Arts&Heritage runs a range of projects and programmes which support museums and heritage curators to collaborate with contemporary artists.
Addressing the fundamental question of why museums and the contemporary arts should work together
Meeting Point is an Arts Council England funded national programme which presents artworks in unexpected places. It is designed to support small and medium scale museums to develop their skills and commission artists, who will create a piece of work in response to their venue or collection. The programme addresses the fundamental question of why museums and the contemporary arts should work together. Meeting Point brings new opportunities for artists and new experiences for visitors to participating museums, positioning heritage sites as exciting places to see contemporary art.

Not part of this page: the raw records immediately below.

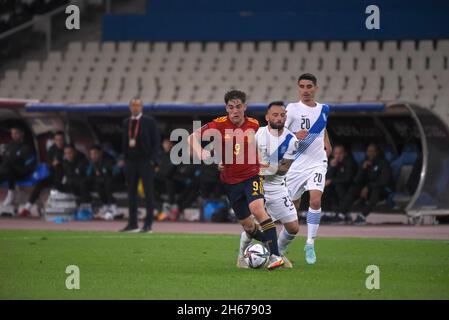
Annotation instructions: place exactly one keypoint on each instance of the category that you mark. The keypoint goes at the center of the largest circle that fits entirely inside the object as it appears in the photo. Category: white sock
(113, 208)
(284, 240)
(313, 222)
(245, 240)
(9, 198)
(28, 206)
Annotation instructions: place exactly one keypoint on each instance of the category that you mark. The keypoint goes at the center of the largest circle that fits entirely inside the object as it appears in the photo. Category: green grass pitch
(194, 266)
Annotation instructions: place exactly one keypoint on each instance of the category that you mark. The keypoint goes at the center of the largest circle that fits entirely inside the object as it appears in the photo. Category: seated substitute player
(17, 162)
(239, 171)
(307, 119)
(277, 147)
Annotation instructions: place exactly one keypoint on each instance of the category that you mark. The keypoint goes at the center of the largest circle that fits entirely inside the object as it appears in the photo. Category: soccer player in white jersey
(307, 119)
(277, 148)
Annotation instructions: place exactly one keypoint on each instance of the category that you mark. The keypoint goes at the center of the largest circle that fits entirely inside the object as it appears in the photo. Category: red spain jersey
(242, 164)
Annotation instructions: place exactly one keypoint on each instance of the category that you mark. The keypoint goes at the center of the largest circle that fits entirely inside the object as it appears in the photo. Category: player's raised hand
(264, 165)
(302, 134)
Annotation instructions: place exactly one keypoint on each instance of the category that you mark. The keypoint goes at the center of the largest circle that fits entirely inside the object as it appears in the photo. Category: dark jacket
(74, 171)
(343, 173)
(19, 156)
(147, 143)
(104, 168)
(54, 153)
(378, 175)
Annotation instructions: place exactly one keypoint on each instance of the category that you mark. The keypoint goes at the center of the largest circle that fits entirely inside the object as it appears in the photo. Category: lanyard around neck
(136, 129)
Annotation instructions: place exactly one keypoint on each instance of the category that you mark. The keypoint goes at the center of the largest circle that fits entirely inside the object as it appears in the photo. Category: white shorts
(300, 182)
(279, 206)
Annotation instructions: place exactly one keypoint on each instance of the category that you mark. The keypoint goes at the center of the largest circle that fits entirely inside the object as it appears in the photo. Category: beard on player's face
(277, 125)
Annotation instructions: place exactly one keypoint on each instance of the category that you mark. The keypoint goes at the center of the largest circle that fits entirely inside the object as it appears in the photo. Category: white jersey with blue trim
(311, 151)
(273, 149)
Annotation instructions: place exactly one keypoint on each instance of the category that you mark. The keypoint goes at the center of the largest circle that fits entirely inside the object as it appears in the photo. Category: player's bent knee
(248, 224)
(257, 210)
(315, 204)
(292, 228)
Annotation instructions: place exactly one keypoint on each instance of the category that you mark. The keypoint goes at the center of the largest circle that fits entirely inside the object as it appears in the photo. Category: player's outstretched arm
(195, 145)
(284, 165)
(327, 144)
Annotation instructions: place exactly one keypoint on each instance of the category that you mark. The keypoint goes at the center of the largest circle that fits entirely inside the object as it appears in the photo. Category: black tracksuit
(341, 177)
(18, 163)
(378, 179)
(140, 160)
(100, 179)
(72, 178)
(54, 153)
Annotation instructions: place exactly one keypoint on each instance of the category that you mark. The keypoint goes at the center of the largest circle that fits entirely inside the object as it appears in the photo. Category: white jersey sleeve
(290, 116)
(292, 148)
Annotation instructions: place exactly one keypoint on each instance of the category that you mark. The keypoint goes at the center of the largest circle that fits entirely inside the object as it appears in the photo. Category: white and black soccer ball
(256, 255)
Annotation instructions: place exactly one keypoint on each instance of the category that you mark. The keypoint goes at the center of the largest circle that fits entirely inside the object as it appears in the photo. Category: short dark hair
(95, 147)
(70, 146)
(235, 94)
(136, 99)
(18, 129)
(275, 103)
(308, 76)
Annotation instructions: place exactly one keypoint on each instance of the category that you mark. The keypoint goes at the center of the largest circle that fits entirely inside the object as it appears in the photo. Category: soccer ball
(256, 255)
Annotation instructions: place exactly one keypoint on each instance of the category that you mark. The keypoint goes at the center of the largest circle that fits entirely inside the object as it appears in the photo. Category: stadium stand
(193, 72)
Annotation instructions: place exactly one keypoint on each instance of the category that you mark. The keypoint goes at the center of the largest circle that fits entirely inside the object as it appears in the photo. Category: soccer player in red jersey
(239, 172)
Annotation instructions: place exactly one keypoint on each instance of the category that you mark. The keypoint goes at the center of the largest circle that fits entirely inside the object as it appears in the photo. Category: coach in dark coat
(141, 148)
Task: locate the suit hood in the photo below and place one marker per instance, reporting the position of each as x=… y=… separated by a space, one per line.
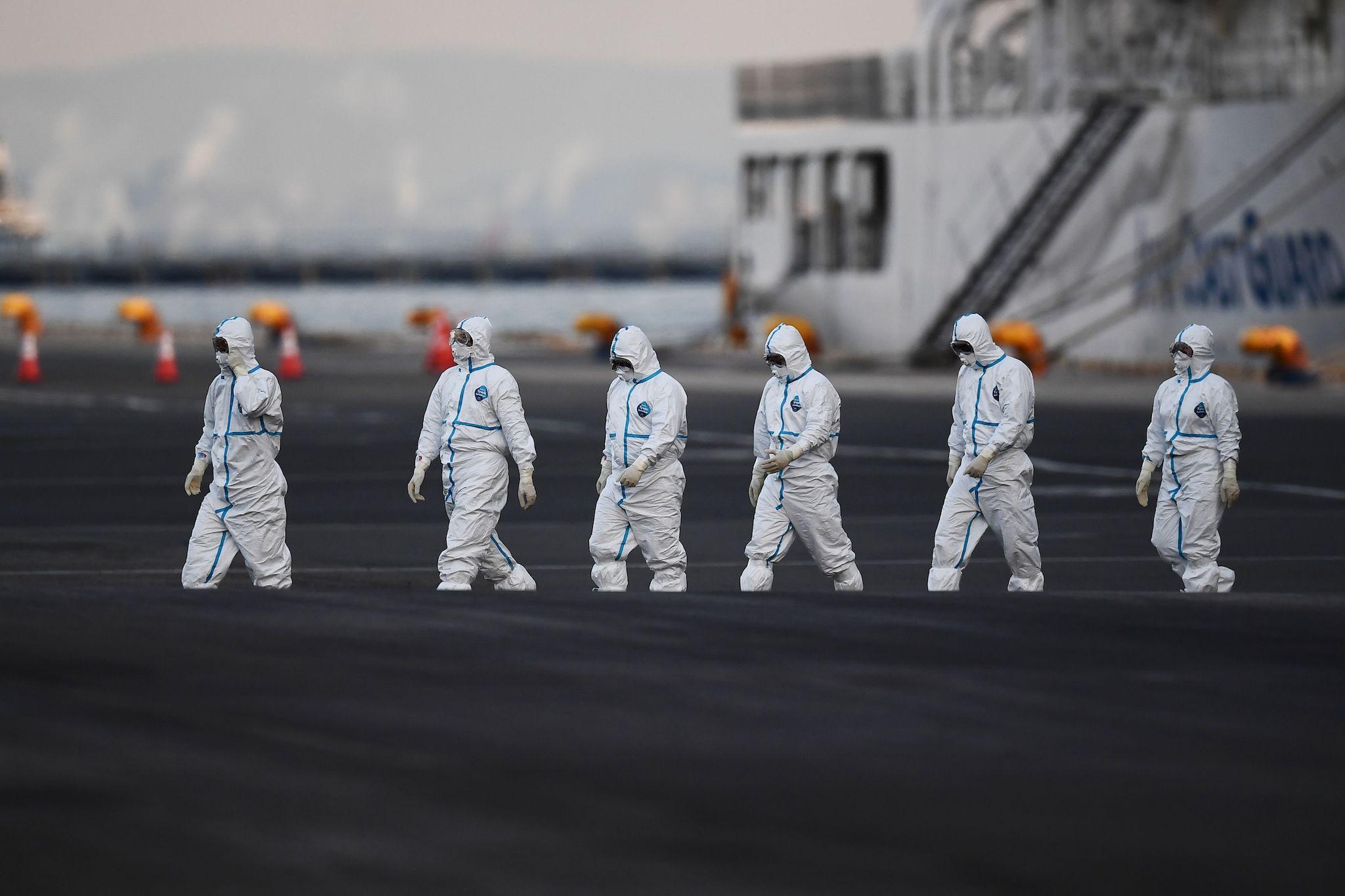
x=974 y=330
x=237 y=331
x=481 y=331
x=1201 y=340
x=634 y=345
x=786 y=340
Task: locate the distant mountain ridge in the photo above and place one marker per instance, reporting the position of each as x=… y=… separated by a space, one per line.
x=399 y=152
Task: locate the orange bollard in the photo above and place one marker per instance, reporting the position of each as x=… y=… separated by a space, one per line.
x=276 y=317
x=165 y=368
x=602 y=327
x=29 y=368
x=1289 y=362
x=291 y=363
x=24 y=312
x=439 y=354
x=141 y=310
x=1024 y=341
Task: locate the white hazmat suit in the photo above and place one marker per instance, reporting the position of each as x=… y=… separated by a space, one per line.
x=244 y=511
x=993 y=421
x=1193 y=436
x=474 y=421
x=794 y=485
x=639 y=501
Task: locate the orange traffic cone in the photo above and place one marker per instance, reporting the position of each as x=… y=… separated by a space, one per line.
x=165 y=368
x=291 y=364
x=29 y=370
x=439 y=356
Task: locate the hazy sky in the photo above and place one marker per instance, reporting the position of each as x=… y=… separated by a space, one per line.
x=66 y=33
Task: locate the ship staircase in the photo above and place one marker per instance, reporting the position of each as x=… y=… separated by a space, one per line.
x=1032 y=224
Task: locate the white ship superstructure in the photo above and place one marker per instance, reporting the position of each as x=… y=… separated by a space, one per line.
x=1107 y=169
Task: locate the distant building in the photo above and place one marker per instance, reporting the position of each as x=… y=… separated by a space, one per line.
x=20 y=226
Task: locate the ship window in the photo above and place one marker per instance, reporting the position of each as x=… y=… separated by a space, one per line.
x=803 y=214
x=758 y=182
x=833 y=213
x=871 y=209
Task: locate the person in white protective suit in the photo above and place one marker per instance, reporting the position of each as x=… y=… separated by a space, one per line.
x=1193 y=436
x=794 y=485
x=474 y=421
x=989 y=472
x=640 y=484
x=244 y=509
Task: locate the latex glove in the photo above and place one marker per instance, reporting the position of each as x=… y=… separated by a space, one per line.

Judith King, Artistic Director, says:
“The potential benefits of placing new and exciting artworks in museum and heritage venues are huge, not only for the artists and the venues but for the museum visitors, who will encounter a new way of experiencing history.”
Two rounds of Meeting Point have already taken place and we are currently delivering our third round of the programme with museums and heritage sites in the North of England. The next two rounds of the programme will be in the Midlands and the South of England.

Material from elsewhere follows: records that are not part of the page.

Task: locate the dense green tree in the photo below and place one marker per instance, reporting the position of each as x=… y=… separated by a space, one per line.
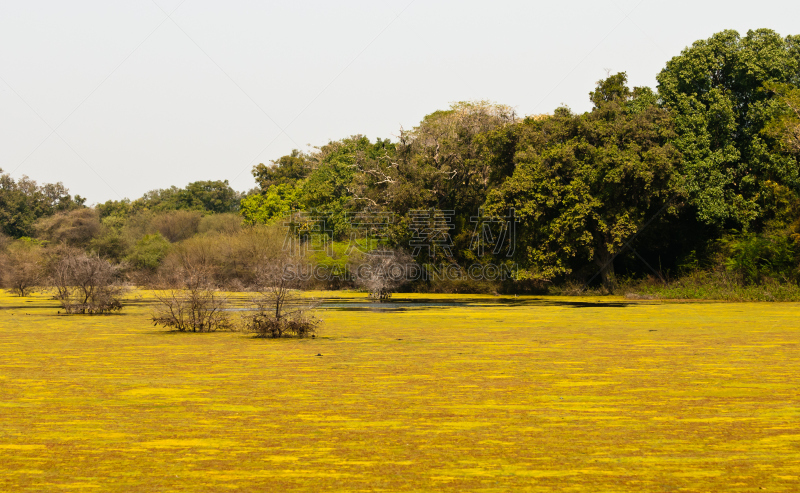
x=583 y=185
x=23 y=201
x=785 y=126
x=287 y=170
x=715 y=90
x=273 y=204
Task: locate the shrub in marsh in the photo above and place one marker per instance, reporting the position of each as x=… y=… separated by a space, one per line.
x=229 y=223
x=188 y=299
x=382 y=271
x=755 y=258
x=278 y=308
x=85 y=283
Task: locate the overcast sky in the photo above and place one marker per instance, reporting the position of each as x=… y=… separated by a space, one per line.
x=115 y=98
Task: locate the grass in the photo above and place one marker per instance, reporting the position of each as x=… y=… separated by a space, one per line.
x=702 y=285
x=567 y=394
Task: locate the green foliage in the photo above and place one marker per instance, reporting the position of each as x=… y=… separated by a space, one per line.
x=149 y=251
x=288 y=170
x=23 y=202
x=584 y=184
x=714 y=89
x=753 y=258
x=785 y=125
x=269 y=206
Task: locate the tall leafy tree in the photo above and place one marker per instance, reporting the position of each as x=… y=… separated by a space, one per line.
x=583 y=185
x=715 y=89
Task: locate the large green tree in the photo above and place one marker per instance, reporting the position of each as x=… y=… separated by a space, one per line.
x=583 y=185
x=715 y=90
x=24 y=201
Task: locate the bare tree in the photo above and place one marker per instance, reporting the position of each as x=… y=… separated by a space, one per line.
x=279 y=309
x=188 y=298
x=382 y=271
x=84 y=283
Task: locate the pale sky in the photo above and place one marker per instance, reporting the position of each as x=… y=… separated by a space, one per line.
x=115 y=98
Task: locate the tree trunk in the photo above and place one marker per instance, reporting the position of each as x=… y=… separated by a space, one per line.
x=604 y=260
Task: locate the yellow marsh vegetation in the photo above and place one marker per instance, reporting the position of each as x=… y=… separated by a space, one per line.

Please do contact email@example.com for further information.
Meeting Point 2017
List of participants and artists
- Brontë Parsonage Museum, Howarth – Lynn Setterington
- Chetham’s Library, Manchester – Brass Art
- Experience Barnsley Museum and Discovery Centre, Barnsley – Jacob Cartwright and Nick Jordan
- Gawthorpe Textiles Collection, – Serena Partridge
- Hexham Old Gaol – Matt Stokes in collaboration with Richard Dawson
- Lion Salt Works, Cheshire – Martin Hylton
- Norton Priory Museum and Garden – David Appleyard
- Portland Basin Museum, Ashton-under-Lyne – Magnus Quaife
- Prescot Museum, Knowsley – Owl Project
- Preston Park Museum – Stephen Dixon and Alison Welsh
Meeting Point 2016
List of participants and artists
- Morpeth Chantry Bagpipe Museum, Northumberland – Ziad Jabero working with the Bagdhaddies
- Dales Countryside Museum, Yorkshire – David Murphy
- Durham Castle – Jo Coupe
- Head Of Steam, Darlington – Cath Campbell
- Kirkleatham Museum, Redcar – Grennan and Sperandio
- Pannett Art Gallery, Whitby – Pippa Hale
- The Workhouse Museum, Ripon – Catherine Bertola
- Shandy Hall, Yorkshire – Anne Vibeke Mou
- Thackray Medical Museum, Leeds – Irene Brown
Mapping Contemporary Art in the Heritage Experience
Arts&Heritage are a core partner in this three-year interdisciplinary research project (2017-19) funded by the Arts and Humanities Research Council (AHRC).

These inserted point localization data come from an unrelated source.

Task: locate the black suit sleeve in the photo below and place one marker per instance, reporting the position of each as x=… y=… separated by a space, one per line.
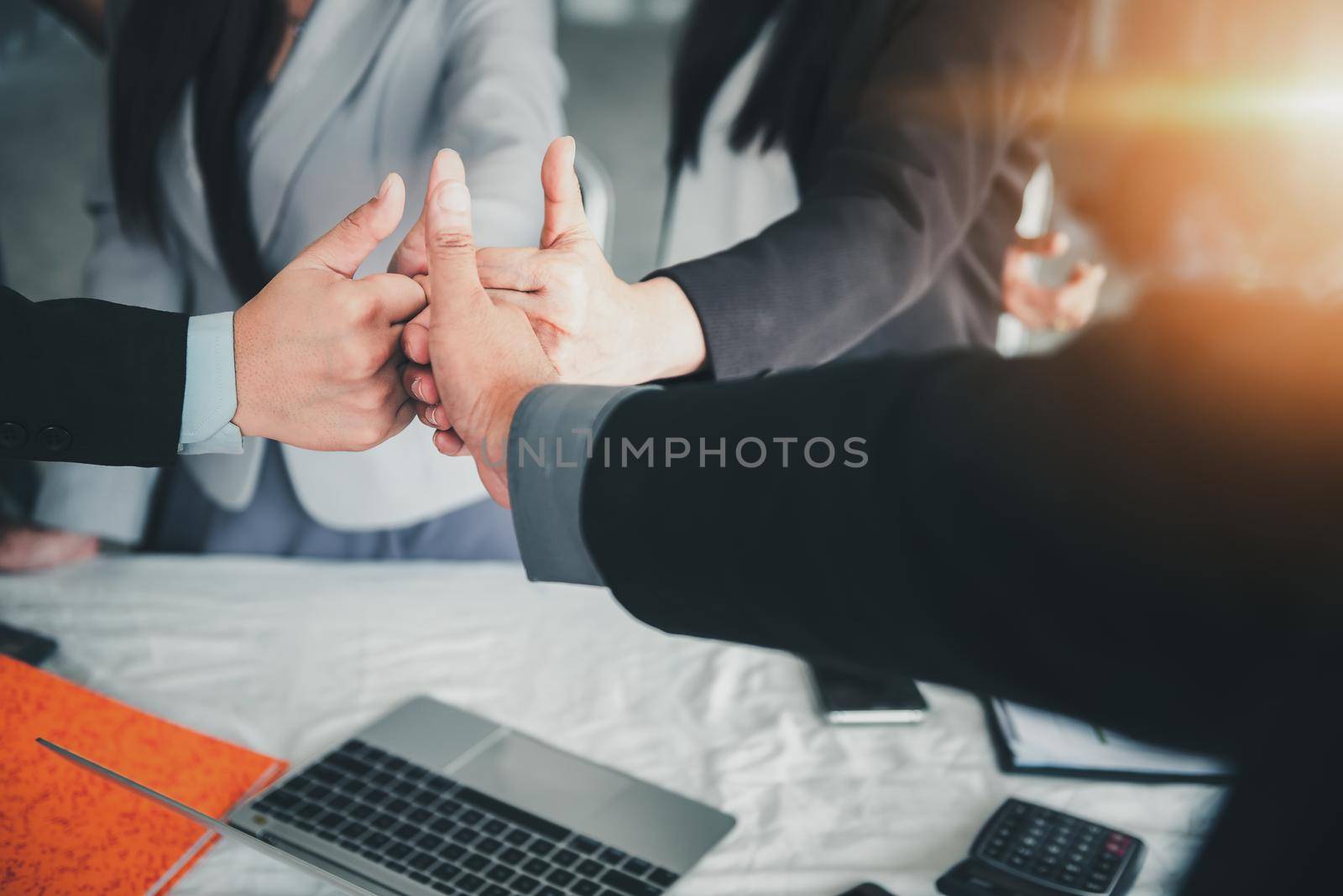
x=91 y=383
x=958 y=90
x=1135 y=530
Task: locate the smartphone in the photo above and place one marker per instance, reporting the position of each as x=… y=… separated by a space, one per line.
x=845 y=698
x=868 y=889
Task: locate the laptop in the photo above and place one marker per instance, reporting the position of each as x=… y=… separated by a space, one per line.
x=434 y=800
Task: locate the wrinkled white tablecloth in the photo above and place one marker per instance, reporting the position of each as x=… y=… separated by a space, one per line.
x=288 y=658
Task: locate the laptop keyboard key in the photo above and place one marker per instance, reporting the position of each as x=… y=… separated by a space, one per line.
x=662 y=878
x=637 y=867
x=631 y=886
x=512 y=813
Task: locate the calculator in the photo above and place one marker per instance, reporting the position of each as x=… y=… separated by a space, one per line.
x=1032 y=851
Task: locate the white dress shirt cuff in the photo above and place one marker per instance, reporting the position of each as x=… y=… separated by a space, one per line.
x=212 y=394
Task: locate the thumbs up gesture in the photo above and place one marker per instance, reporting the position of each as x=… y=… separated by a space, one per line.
x=317 y=353
x=594 y=326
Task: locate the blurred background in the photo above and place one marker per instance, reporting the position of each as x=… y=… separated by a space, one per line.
x=1201 y=138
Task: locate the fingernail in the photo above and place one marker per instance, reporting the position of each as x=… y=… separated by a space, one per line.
x=454 y=197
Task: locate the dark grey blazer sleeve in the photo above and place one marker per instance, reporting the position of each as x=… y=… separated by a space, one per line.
x=551 y=445
x=91 y=383
x=958 y=87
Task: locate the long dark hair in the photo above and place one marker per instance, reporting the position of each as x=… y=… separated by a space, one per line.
x=163 y=47
x=787 y=96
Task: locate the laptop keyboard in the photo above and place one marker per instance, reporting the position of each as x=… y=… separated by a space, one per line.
x=447 y=836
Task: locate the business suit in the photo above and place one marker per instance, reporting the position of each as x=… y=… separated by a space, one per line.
x=91 y=383
x=373 y=86
x=911 y=169
x=1142 y=530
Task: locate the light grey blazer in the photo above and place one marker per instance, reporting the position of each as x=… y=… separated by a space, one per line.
x=373 y=86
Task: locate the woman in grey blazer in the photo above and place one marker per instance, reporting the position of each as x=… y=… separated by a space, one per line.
x=324 y=101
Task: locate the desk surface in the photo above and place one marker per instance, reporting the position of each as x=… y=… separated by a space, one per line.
x=289 y=658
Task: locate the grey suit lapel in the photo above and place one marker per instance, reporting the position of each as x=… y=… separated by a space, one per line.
x=339 y=44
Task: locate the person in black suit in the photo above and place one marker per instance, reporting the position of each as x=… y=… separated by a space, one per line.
x=1142 y=529
x=890 y=145
x=312 y=361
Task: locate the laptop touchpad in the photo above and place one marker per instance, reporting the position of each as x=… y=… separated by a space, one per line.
x=541 y=779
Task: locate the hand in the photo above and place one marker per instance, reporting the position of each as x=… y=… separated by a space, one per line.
x=27 y=549
x=1040 y=307
x=594 y=326
x=485 y=356
x=317 y=352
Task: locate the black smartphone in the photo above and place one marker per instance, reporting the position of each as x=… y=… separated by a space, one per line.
x=868 y=889
x=29 y=647
x=845 y=698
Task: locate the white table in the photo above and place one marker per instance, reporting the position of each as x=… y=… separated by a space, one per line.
x=288 y=658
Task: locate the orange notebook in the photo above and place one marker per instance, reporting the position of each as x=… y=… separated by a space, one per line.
x=65 y=831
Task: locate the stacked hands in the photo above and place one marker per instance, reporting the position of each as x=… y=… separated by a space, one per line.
x=458 y=336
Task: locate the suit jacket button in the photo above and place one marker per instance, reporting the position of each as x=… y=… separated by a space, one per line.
x=13 y=436
x=54 y=439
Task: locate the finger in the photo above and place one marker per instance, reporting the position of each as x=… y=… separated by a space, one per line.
x=433 y=416
x=527 y=300
x=564 y=215
x=449 y=443
x=1049 y=246
x=420 y=384
x=400 y=297
x=347 y=244
x=411 y=258
x=452 y=251
x=415 y=341
x=512 y=268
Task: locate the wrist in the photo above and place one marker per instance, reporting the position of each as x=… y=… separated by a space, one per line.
x=669 y=334
x=250 y=416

‘Mapping Contemporary Art in the Heritage Experience’ is an interdisciplinary research project that critically examines the role and practice of temporary visual art commissioning within heritage properties in Britain today, mapping the current landscape and exploring the impact of this activity on its producers and audiences. It approaches this subject from multiple perspectives, bringing together the knowledge and experience of scholars, artists, heritage professionals, volunteers and visitors.
This is a three-year research project (2017-19) funded by the Arts and Humanities Research Council (AHRC). The project is delivered in collaboration with UK heritage partners The National Trust, The Churches Conservation Trust and English Heritage.
Public outputs from this research project included the production of five new commissioned artworks at heritage property sites in North East England throughout 2018, a major international conference on contemporary art in heritage practice and an exhibition at The Hatton Gallery in Newcastle in 2019.